Hey no fair where is my bar? I'm happy to be anyone's gunea pig LOL


----------



## Lane (Jul 30, 2008)

pepperi27 said:
			
		

> Hey no fair where is my bar? I'm happy to be anyone's gunea pig LOL


 There is the tiiiinyest sliver left... You can come over and barrow it if you'd like.  :wink:  Though, my husband might fight ya for it....


----------



## pepperi27 (Jul 30, 2008)

If I come over there I'm staying and working for ya!


----------



## Lane (Jul 30, 2008)

pepperi27 said:
			
		

> If I come over there I'm staying and working for ya!
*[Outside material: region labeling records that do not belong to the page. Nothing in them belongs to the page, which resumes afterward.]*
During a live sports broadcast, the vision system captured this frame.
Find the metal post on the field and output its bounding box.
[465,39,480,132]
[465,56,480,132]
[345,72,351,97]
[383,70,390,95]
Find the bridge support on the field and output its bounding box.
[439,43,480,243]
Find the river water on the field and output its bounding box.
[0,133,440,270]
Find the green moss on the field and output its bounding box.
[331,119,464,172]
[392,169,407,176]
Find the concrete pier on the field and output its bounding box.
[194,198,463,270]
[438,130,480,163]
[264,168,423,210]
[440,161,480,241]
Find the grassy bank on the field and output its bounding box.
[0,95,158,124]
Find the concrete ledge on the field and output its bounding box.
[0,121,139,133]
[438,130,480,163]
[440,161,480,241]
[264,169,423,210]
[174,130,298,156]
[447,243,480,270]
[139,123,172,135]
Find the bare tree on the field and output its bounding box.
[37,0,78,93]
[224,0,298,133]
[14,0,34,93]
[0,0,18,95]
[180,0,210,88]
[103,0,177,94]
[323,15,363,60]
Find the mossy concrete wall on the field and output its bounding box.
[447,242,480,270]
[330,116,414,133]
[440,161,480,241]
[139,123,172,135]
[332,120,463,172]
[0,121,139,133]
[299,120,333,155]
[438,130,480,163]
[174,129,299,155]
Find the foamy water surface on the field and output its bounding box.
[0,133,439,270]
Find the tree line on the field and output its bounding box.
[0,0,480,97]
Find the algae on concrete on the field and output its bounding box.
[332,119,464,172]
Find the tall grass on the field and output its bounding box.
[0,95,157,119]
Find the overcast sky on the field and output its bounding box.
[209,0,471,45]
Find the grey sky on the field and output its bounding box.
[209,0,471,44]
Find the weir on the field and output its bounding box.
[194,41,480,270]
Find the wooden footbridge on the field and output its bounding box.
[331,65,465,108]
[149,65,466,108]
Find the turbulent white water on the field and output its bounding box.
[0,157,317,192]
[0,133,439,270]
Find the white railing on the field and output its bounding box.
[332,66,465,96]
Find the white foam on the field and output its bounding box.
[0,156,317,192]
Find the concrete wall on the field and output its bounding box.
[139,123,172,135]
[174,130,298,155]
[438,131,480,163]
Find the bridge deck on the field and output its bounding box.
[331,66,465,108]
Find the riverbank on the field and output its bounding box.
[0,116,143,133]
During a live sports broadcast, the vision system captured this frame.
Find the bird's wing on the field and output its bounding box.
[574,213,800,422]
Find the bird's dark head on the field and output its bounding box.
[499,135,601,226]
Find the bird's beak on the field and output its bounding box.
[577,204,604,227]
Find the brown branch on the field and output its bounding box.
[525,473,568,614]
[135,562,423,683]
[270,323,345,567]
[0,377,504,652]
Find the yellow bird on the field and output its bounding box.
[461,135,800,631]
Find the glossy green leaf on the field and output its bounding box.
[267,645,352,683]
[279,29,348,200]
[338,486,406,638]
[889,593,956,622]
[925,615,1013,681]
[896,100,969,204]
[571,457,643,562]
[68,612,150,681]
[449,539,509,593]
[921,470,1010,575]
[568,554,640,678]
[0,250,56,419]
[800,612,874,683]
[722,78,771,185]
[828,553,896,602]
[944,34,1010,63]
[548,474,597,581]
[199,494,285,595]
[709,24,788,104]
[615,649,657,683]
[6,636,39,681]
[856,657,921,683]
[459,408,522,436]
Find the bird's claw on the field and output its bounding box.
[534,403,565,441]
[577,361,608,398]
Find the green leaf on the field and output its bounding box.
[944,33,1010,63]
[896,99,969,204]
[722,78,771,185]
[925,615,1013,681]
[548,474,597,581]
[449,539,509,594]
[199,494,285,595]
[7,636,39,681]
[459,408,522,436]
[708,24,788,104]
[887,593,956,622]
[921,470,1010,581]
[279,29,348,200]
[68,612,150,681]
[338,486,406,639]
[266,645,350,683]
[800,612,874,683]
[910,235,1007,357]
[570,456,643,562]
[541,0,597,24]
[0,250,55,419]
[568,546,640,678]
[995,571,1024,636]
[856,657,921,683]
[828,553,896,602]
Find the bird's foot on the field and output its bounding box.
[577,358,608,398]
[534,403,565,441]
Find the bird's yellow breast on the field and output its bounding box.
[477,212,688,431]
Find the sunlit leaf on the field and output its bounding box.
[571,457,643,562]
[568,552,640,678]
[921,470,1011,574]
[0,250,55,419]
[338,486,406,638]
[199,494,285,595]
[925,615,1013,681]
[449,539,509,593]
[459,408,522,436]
 That would be amazing!!! I need you to do 5 pounds of lotions, in custom scents... And about 6 custom sham/con sets... Oh and 20 MP bars, in 5 scents...but I only have one mold for the requested design....If you could have it done by 6pm tonight that would be perfect.... :wink: I'll even BUY you a soap from Anhoki

Oh, and since you'll be here... I need the labels done also... I havent even started those yet....


----------



## Lane (Jul 30, 2008)

On last thing... I only pay in soap...  

And you'll have to sleep on the floor...


----------



## 7053joanne (Jul 30, 2008)

If your paying in soap I'm coming too.  i won't take up much space....promise


----------



## dagnukem (Jul 31, 2008)

You can barrow my little helper: 





He likes to stand under my feet and catches/picks up any soap peices I drop while cutting : "Uh-O he-a momma" (here momma) and hands the little crumbs/flakes to me.


----------



## IanT (Aug 2, 2008)

aaaaaaaaaaaaaaaaaaaaw!


----------



## dagnukem (Aug 5, 2008)

and you can pay him in cookies.


----------



## mandolyn (Aug 6, 2008)

Aawwwwwwwwww! Can I borrow that li'l tyke? He's the cutest!!


----------



## dagnukem (Aug 9, 2008)

mandolyn said:
			
		

> Aawwwwwwwwww! Can I borrow that li'l tyke? He's the cutest!!



Sure, I could use some sleep! LOL


----------



## Black soap n candle lady (Aug 26, 2008)

Oh yeah!


----------



## Annmarie0407 (Aug 28, 2008)

I have been looking all over for these types of bottles. Can you send me in the right direction?












			
				anhoki said:
			
		

> And tell me what you think....
> 
> 
> 
> ...


----------



## anhoki (Aug 28, 2008)

I'd love to.  I got them on surplus at WSP and haven't been able to find them since.


----------



## Deda (Sep 6, 2008)

dagnukem said:
			
		

> You can barrow my little helper:
> 
> 
> 
> ...



I have a real thing for cute red heads!


----------